On the other side of country, in his parents’ Toronto home where he’s returned to weather the pandemic, Levy is an earnest listener, absorbing each lesson, extrapolating from it and mixing in his Jewish ancestry and experiences as a gay person.
“The word discovery is used time and time again in our learning,” he said in a discussion about the fur trade between First Nations and colonial merchants. “They didn’t discover a place. It was inhabited. They just visited a place and happened to take over.”
He continually repeats how grateful he is for the weekly discussions. He calls them “my favorite part of the week.”
For fans, the experience has been a giant consciousness-raising session.
“It made me ashamed of my country and the lack of my knowledge,” said Sharon Thirkettle, a 70-year-old artist from Calgary, Alberta. Although it was Levy’s participation that inspired her to sign up for the course, she said she had stuck with it because of the engrossing subject matter.
Marla Taviano called the Sunday sessions a “spiritual and emotional experience.”
“Not just my brain, but my heart and body is connecting with this,” said Taviano, a 44-year-old writer in Columbia, S.C., who takes copious notes throughout the sessions and has ordered many of the books mentioned by professors.
While some have criticized the adulation Levy has garnered for learning something they think should be basic Canadian knowledge, his new professors see him as an ally.

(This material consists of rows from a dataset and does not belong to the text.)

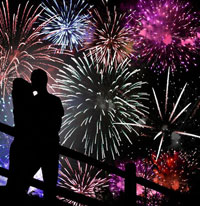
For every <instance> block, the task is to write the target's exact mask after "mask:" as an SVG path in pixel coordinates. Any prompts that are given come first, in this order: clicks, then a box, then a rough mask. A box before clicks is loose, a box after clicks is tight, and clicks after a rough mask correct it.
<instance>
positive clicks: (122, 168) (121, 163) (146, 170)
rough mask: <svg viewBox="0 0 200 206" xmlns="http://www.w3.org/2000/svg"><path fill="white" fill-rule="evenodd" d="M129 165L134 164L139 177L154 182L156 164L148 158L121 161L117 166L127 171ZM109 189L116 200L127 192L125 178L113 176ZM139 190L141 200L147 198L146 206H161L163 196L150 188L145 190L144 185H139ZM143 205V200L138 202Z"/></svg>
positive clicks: (111, 176)
mask: <svg viewBox="0 0 200 206" xmlns="http://www.w3.org/2000/svg"><path fill="white" fill-rule="evenodd" d="M127 163H133V164H135V166H136V175H137V177H143V178H145V179H148V180H151V181H152V180H153V179H154V177H155V172H154V164H152V162H151V161H150V159H149V158H148V159H147V158H140V159H137V160H134V161H133V160H127V161H120V162H116V166H117V167H118V168H119V169H121V170H123V171H124V170H125V165H126V164H127ZM109 189H110V191H111V192H112V194H113V196H114V198H117V197H118V196H120V195H121V194H122V193H123V192H124V191H125V182H124V178H122V177H119V176H117V175H115V174H111V175H110V178H109ZM136 190H137V195H138V196H140V197H141V198H143V197H145V198H146V204H147V205H149V206H150V205H152V204H153V203H154V204H153V205H159V204H158V203H160V202H161V201H162V199H163V195H162V194H160V193H158V192H156V191H154V190H151V189H149V188H145V187H144V186H142V185H139V184H137V186H136ZM141 203H142V200H140V201H138V204H139V205H140V204H141Z"/></svg>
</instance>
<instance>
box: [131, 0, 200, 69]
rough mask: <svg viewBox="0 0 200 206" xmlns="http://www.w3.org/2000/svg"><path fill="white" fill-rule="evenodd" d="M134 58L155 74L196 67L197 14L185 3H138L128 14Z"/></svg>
mask: <svg viewBox="0 0 200 206" xmlns="http://www.w3.org/2000/svg"><path fill="white" fill-rule="evenodd" d="M128 19H129V20H128V22H127V27H128V28H132V29H133V31H132V38H133V39H134V51H135V54H134V55H135V56H137V58H139V59H140V60H142V61H144V62H145V63H146V64H147V66H148V67H149V68H150V69H153V70H154V71H156V72H157V73H161V72H163V71H164V70H166V69H168V67H170V68H171V70H172V71H176V70H177V69H180V70H185V71H188V70H189V67H190V66H191V65H194V66H197V59H196V57H195V56H196V55H198V54H199V45H198V42H199V33H198V28H199V26H200V25H199V14H198V13H197V12H192V8H191V4H190V3H189V2H181V1H179V0H139V3H138V5H137V8H136V9H135V10H133V12H132V14H130V15H129V18H128Z"/></svg>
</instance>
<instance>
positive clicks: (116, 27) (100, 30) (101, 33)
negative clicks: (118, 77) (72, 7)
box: [86, 1, 132, 67]
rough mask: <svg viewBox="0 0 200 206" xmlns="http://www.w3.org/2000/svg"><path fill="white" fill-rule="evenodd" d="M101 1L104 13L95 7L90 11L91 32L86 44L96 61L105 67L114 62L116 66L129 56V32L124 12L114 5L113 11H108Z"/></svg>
mask: <svg viewBox="0 0 200 206" xmlns="http://www.w3.org/2000/svg"><path fill="white" fill-rule="evenodd" d="M102 2H103V4H102V5H103V6H104V7H105V11H104V13H102V12H101V13H100V12H99V11H98V10H97V9H93V10H92V11H91V16H92V18H91V20H90V24H91V27H92V30H93V32H92V35H91V38H92V39H89V41H88V42H86V46H87V48H88V50H89V51H90V53H89V55H93V57H94V59H95V61H96V62H97V63H103V64H104V65H105V67H107V66H109V65H110V64H111V63H112V62H114V64H115V66H117V65H118V64H119V63H121V62H123V61H124V60H125V59H126V58H128V57H130V56H131V52H132V40H131V38H130V37H131V32H130V29H129V28H126V27H125V25H124V22H125V13H124V14H121V13H119V12H117V10H116V7H114V9H113V10H114V11H112V10H111V11H110V10H109V8H108V6H107V5H106V3H105V2H104V1H102ZM105 14H106V15H105ZM111 14H112V15H111Z"/></svg>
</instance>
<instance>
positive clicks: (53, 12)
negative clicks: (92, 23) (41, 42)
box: [40, 0, 90, 53]
mask: <svg viewBox="0 0 200 206" xmlns="http://www.w3.org/2000/svg"><path fill="white" fill-rule="evenodd" d="M42 7H43V8H44V14H43V16H41V18H40V19H41V20H42V21H44V22H46V21H49V23H48V24H46V25H45V26H44V27H43V29H42V33H43V34H45V39H46V40H48V41H50V42H52V43H53V44H54V45H56V46H58V47H60V48H61V50H60V52H61V53H63V52H64V51H65V50H66V49H69V50H70V51H73V50H74V49H75V50H76V51H78V50H79V48H82V47H83V43H84V41H85V38H86V37H87V34H88V30H89V29H90V28H89V25H88V23H89V19H90V15H89V14H88V13H87V8H88V7H89V6H88V4H87V3H86V2H85V1H81V0H77V1H76V3H73V2H72V0H70V1H66V0H63V1H62V3H61V4H60V2H59V3H58V2H57V1H56V0H49V1H48V0H46V3H43V4H42Z"/></svg>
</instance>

They hope to create four more online courses about structural racism and stereotypes, from an Indigenous perspective. This time, Bear said, they will charge for them.
“A lot of people are asking for more,” she said.
She added in an email, “The facts are these: Due to Dan Levy, more people than ever are engaging with this difficult history, learning not only about Indigenous people’s challenges, but our resiliency and strength.”